Desde el arroyo del Gato, y ya a solo media legua de Jerez (algo menos de tres km), la “guía” nos indica que el camino se encontraba con otro arroyo que “llaman el Valadejo,” y que éste “tiene una calzada para pasarse”. El Valadejo (metátesis de Badalejo o Albadalejo), no es otro que el actual arroyo Salado de Caulina. El descansadero de Albadalejo (todavía conserva este nombre) es el paraje en el que se edificaría en parte el pueblo de Estella del Marqués, y el que daba nombre a este rincón de la campiña surcado por el arroyo Salado. Para cruzarlo existían dos puentes (como puede verse en todos los mapas de los siglos XVIII y XIX, ya que, en este lugar, junto a la actual Venta La Cueva y al Vivero Los Cántaros, el arroyo se bifurcaba en dos brazos, que volvían a unirse aguas abajo, buscando ya el Guadalete en un curso paralelo a la autopista.

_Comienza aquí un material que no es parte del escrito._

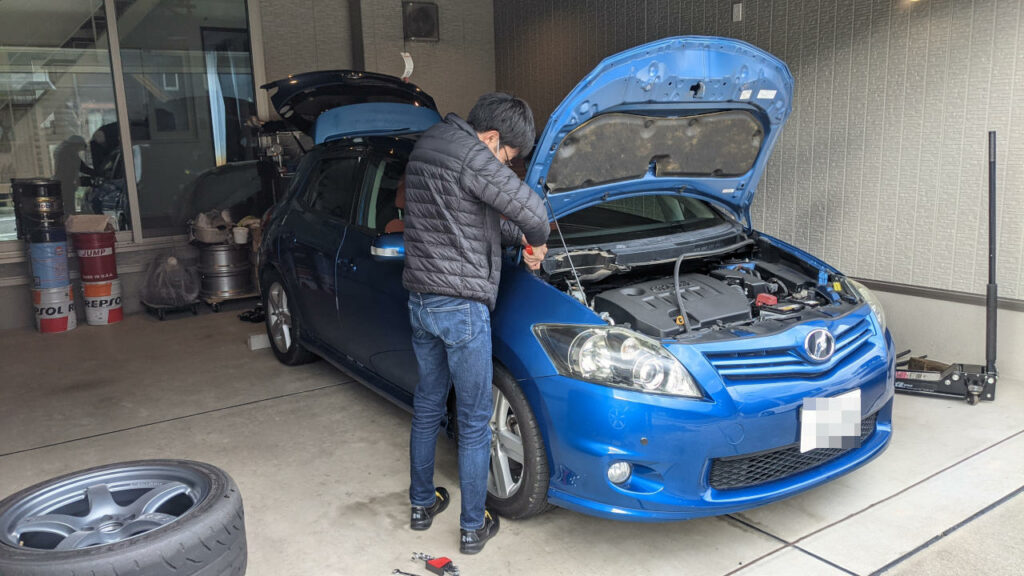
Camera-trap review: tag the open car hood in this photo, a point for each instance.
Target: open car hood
(301, 98)
(698, 115)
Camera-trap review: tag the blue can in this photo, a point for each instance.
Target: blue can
(49, 264)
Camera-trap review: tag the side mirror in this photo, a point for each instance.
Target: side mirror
(388, 247)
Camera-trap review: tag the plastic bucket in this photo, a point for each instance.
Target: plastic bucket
(95, 255)
(49, 264)
(54, 310)
(102, 302)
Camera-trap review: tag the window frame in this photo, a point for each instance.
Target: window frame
(13, 251)
(312, 179)
(360, 218)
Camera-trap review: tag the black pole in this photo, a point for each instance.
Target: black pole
(992, 289)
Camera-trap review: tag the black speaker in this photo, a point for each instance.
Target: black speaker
(419, 21)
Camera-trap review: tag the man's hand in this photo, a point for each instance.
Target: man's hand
(534, 255)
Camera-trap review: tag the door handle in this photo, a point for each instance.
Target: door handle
(346, 263)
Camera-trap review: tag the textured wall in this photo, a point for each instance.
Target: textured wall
(305, 35)
(456, 70)
(882, 169)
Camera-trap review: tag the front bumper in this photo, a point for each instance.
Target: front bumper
(672, 442)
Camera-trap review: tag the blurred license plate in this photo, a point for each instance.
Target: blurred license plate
(830, 422)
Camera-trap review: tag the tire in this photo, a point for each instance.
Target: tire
(152, 518)
(514, 425)
(285, 344)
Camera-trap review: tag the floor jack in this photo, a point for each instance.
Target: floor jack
(969, 381)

Como dato curioso (erróneo en este caso), el texto señala que el arroyo tiene su origen en las marismas de Lebrija y Trebujena, aunque en realidad procede de la confluencia de los pequeños cursos fluviales que bajan de la sierra de Gibalbín. Los altos de Montegil forman una divisoria que impide la comunicación de estas aguas con las de las marismas, que vierten ya al Guadalquivir. De gran interés resulta también la afirmación de que el Valadejo… “desagua en el río de San Pedro” en lugar de en el Guadalete, al que se une junto al Monasterio de La Cartuja, a la altura de Viveros Olmedo. La explicación de este cambio de nombre hay que buscarla en el hecho de que el Guadalete presentaba hasta mediados del s. XVII dos brazos en su estuario: el que desembocaba en El Puerto de Santa María, y el conocido como “madre vieja” o Albadalejo que en 1648 el Cabildo jerezano (bajo el auspicio de la cofradía de San pedro) comunicaron con un canal para darle salida a la Bahía de Cádiz en las cercanías de Puerto Real (5). Este brazo (que luego sería cortado) pasaría a llamarse desde entonces río San Pedro.

Los cortijos del camino de Arcos a Jerez.



Pero dejemos los arroyos y volvamos de nuevo al camino para fijarnos en los cortijos que describe esta “guía de viajeros”. Partiendo de Arcos, “…. A los 3 cuartos de legua está el cortijo de Yllena; a las 2 el de Jedala; a las 4 el de Melgarejo, y a la izquierda otro de Jedala, a las 2 leguas de esta ciudad; a 3 el de Bicos, a las 3,5 el de la Peñuela y a las 4 el de los Aziagos, y otros muchos que no son de nombre”.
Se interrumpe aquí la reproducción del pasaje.